I am not a build expert. But I feel, a true continuous integration is
beneficial for smaller code base, which is sufficiently stable, and the
team size is also small.
For PsychoPath, I think instead of triggering a build with every commit
(which to me, looks like a build overhead), a build can be triggered every
hour (which will primarily be useful for developers, with the condition
that, build would occur only if any part of code has changed). A nightly
build will also be beneficial, for the users (a build will be triggered,
only if any part of code has changed since the last successful build).

Regards,
Mukul

Mukul Gandhi wrote:
> It's still a nightly build, so it
> is scheduled to run once a day at 21:00. So it's not a true continuous
> integration build.
> [mukul] if a nightly build is happening every day at 21:00, I think that
> means at 21:00 every day, the build would take latest code from HEAD, and
> make the JARs, and copy them on the URL you shared earlier.
> Is this correct?
>
That is correct. I'm actually doing some tweaks so that it will only
build if there have been changes to the main psychopath code. Cuts down
the the build churn this way, since we are sharing the build server with
others.

> What do you mean by "true continuous integration build"? Do you mean,
> whenever any thing is committed to CVS HEAD, a build will happen? If this
> is correct, than is it not too much frequent? A nightly build looks to
me,
> the best fastest frequency, which should be given to users.
> Are you aware of projects in community, which build code on the fly (i.e,
> as some code is committed), and give builds to users?
>
Well, building more often, and sooner, allows you to catch Integration
issues, and Test failures much sooner. Which also allows you to find the
failure point quicker.

See, Martin Fowler's continuous integration article on why this is a
good thing: http://martinfowler.com/articles/continuousIntegration.html

There are some projects that do this now at eclipse, but many do
integration builds every 6 hrs, or so due to the length of the build
runs (4 - 5 hrs).
> I'll be working on a way to get these builds occurring more often when
> changes happen.
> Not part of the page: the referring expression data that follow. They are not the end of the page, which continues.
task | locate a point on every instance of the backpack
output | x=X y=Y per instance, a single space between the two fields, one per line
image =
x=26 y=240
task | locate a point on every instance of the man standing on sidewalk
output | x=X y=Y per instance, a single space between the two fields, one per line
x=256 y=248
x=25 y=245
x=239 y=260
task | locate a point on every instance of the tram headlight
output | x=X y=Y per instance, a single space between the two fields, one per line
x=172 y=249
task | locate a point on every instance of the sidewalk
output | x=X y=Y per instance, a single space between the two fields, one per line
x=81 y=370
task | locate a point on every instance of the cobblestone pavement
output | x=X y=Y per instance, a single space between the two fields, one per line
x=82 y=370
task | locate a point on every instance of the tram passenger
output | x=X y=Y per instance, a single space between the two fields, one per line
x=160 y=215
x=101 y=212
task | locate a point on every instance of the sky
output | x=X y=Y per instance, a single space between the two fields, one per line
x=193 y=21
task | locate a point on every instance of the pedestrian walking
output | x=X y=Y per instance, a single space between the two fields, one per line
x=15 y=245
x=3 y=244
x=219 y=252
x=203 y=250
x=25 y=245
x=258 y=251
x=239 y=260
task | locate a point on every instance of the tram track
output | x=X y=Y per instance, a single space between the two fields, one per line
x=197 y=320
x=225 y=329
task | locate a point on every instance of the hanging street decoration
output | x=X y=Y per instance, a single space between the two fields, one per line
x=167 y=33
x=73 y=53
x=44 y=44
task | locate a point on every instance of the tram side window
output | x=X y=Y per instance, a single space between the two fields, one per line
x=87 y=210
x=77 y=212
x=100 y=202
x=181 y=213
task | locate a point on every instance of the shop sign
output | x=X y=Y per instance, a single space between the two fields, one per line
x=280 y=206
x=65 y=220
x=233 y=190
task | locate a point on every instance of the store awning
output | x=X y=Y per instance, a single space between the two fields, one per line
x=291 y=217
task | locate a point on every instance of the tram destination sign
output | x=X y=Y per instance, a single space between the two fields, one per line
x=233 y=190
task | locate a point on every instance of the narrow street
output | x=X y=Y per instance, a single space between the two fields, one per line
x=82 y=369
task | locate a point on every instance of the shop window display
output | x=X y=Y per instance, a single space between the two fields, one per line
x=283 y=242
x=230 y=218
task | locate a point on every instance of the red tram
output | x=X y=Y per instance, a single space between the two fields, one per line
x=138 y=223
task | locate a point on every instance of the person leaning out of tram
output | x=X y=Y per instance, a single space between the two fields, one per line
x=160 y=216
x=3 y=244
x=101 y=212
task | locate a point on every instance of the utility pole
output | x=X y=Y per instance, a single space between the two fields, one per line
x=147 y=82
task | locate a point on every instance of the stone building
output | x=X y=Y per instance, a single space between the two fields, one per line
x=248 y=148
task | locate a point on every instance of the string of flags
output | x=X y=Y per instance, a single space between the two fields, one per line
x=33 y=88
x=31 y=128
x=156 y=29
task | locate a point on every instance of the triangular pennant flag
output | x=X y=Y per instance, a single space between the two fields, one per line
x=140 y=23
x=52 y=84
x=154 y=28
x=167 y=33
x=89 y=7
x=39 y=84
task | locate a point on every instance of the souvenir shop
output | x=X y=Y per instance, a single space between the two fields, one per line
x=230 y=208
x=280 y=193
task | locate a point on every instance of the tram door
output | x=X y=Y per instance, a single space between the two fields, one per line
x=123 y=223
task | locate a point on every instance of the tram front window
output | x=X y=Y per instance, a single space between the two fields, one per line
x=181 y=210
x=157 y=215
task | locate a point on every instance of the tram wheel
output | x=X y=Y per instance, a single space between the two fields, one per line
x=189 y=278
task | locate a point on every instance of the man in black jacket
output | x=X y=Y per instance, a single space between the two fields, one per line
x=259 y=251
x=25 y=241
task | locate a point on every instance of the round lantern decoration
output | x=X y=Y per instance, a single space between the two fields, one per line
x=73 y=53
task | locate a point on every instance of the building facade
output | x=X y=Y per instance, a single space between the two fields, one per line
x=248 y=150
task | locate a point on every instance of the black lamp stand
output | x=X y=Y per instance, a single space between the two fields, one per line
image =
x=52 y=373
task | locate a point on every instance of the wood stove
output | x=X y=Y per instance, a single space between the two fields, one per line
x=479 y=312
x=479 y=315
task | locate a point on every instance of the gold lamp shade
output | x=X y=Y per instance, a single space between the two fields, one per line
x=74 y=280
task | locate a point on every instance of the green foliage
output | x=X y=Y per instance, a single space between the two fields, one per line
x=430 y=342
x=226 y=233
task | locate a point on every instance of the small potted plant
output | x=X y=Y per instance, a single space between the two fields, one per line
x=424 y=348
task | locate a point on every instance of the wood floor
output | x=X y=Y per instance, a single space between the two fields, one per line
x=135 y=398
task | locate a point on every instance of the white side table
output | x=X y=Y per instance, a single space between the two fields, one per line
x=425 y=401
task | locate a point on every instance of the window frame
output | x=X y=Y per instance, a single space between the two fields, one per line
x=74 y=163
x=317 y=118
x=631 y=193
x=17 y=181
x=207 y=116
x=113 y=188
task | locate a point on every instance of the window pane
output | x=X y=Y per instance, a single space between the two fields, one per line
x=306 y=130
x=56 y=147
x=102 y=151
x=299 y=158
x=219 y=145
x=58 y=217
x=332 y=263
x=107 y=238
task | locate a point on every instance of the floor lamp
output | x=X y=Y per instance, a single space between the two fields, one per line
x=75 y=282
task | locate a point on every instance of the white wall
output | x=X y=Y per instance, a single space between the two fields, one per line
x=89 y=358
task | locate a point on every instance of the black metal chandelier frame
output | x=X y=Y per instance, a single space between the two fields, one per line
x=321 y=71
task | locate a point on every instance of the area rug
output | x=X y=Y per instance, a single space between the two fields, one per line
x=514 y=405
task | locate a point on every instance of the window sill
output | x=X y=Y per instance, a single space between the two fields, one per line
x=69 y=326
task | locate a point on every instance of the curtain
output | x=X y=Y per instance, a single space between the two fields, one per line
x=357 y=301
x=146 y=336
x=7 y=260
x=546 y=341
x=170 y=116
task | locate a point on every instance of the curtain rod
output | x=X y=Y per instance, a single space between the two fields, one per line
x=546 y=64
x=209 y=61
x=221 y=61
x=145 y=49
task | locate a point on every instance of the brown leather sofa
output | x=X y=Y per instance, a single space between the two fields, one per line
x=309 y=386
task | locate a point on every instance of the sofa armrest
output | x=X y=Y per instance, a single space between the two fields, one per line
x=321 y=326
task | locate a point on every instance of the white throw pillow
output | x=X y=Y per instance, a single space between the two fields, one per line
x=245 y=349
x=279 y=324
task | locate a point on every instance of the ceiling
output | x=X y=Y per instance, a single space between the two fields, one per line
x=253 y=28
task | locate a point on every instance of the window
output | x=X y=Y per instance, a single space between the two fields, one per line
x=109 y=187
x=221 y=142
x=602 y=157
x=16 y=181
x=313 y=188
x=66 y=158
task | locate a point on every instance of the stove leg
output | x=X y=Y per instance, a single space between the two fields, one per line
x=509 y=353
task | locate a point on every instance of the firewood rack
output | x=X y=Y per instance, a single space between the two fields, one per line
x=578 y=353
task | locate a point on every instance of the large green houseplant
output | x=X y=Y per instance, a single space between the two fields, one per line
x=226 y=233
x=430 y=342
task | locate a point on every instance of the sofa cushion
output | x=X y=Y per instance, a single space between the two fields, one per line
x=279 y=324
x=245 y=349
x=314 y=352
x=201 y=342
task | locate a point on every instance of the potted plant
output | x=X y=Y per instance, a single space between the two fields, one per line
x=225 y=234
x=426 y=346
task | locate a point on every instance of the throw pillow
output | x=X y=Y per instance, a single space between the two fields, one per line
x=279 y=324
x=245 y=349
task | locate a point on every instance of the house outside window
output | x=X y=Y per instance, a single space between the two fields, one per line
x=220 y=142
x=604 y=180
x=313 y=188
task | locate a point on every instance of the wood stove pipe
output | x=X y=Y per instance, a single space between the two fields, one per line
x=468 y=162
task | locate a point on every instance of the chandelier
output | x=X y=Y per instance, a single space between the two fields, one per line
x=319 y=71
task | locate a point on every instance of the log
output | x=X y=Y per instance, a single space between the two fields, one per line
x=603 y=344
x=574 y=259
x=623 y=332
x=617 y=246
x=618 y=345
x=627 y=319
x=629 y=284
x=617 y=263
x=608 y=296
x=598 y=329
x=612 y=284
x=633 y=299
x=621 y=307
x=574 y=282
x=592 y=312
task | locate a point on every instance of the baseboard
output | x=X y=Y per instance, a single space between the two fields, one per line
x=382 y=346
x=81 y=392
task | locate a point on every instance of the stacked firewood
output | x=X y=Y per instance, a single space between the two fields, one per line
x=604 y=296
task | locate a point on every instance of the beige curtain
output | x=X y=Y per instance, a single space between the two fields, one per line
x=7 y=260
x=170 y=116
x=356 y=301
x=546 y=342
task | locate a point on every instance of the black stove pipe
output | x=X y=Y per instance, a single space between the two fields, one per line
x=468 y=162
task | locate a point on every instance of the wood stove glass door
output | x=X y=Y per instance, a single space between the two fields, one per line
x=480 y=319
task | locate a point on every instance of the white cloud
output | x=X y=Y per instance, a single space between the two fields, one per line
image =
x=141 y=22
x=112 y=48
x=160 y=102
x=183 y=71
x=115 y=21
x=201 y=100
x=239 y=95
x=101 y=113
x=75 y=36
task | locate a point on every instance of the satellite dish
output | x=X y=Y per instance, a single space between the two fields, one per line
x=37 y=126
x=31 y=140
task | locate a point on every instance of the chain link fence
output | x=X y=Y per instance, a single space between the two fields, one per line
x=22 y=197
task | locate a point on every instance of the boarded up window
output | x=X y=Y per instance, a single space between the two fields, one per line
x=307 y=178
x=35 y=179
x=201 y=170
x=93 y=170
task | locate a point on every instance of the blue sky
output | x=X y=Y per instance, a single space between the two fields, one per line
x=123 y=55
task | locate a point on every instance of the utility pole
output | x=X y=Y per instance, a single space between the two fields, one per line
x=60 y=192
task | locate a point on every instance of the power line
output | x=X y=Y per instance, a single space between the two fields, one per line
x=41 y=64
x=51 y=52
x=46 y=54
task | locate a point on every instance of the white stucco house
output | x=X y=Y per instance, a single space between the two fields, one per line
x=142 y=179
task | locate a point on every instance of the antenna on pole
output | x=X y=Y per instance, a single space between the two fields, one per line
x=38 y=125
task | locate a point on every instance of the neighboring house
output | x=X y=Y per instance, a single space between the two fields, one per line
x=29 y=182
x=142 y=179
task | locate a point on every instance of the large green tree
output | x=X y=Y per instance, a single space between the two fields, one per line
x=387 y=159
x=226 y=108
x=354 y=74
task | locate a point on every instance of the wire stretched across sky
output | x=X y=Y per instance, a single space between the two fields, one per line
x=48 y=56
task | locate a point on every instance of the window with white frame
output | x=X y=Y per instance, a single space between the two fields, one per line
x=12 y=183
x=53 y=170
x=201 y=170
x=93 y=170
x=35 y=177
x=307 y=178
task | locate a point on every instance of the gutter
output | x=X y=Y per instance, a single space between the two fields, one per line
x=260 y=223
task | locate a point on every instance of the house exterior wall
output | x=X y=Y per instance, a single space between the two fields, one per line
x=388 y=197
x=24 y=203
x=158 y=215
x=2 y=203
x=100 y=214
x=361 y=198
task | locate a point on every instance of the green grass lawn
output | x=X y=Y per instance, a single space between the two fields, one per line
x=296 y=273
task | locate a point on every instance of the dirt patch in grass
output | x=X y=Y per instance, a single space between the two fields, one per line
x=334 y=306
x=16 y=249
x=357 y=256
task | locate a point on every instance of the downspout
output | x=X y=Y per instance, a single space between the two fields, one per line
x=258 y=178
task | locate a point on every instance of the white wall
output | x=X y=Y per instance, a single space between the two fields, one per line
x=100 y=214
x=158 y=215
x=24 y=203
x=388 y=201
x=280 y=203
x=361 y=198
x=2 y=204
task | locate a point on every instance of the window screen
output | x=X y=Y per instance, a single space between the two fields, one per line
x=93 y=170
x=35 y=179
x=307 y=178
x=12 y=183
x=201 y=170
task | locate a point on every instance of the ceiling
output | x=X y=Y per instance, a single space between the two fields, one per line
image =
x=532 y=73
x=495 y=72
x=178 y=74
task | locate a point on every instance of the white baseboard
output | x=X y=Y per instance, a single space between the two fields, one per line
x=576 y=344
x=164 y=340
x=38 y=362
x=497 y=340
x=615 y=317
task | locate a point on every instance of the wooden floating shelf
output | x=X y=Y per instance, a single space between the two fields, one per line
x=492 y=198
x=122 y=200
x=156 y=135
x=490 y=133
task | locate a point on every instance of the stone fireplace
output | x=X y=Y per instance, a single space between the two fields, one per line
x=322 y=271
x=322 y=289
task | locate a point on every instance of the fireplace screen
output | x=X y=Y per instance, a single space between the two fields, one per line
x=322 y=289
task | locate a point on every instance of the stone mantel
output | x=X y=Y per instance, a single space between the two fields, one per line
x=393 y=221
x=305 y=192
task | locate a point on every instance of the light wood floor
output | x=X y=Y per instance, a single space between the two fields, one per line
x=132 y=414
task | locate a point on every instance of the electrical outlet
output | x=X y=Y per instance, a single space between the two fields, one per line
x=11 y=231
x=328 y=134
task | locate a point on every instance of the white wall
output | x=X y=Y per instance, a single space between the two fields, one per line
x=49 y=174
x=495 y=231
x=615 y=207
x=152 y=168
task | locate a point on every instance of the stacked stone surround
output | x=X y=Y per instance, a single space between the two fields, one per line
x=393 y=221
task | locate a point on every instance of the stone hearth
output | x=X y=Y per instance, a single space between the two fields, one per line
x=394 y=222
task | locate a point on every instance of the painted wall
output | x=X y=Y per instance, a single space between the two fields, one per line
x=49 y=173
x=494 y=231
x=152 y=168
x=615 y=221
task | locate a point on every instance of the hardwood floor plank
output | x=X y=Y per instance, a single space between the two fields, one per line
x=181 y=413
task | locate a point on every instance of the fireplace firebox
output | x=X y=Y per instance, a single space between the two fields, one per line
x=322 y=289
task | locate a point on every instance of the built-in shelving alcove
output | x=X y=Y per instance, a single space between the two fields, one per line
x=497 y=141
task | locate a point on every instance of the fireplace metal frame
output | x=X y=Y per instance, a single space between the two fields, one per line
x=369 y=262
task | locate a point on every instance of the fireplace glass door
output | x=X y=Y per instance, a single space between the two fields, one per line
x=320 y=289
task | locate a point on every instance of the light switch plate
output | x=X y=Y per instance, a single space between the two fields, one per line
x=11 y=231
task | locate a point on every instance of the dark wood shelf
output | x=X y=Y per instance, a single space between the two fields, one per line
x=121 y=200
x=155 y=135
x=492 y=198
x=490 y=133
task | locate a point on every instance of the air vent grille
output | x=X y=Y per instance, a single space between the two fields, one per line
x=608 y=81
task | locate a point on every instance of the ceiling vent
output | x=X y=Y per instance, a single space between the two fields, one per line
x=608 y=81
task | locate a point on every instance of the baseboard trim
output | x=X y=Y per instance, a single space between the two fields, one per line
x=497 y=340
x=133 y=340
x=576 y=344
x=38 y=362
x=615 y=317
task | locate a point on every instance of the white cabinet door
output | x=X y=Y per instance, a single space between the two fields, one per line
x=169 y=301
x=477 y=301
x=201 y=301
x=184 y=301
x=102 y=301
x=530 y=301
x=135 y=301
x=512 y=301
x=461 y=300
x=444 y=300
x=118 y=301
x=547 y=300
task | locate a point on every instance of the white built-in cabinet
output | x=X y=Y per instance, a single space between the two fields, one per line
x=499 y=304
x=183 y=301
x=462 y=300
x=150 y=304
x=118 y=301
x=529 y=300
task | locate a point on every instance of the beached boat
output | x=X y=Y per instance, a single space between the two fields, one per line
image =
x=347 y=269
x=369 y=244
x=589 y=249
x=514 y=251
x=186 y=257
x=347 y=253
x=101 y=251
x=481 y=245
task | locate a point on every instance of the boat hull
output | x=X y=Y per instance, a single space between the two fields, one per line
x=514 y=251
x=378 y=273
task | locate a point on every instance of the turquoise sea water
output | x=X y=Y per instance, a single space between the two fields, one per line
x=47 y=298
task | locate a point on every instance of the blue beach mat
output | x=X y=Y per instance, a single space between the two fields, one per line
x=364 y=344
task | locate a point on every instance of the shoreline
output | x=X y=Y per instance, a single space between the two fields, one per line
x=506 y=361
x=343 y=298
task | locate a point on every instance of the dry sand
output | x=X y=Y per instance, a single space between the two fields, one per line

Still learning about some of the options with Athena.
> [mukul] Is a more frequent build (i.e, whenever something is committed to
> HEAD) helpful, than the nightly build?
> I though nightly builds would be sufficient for the users (please see my
> point above).
>
The nightly builds will be good for the users, the more frequent builds
are good for the Developers as we can be notified of build failures. See
Continuous Integration article above for more info.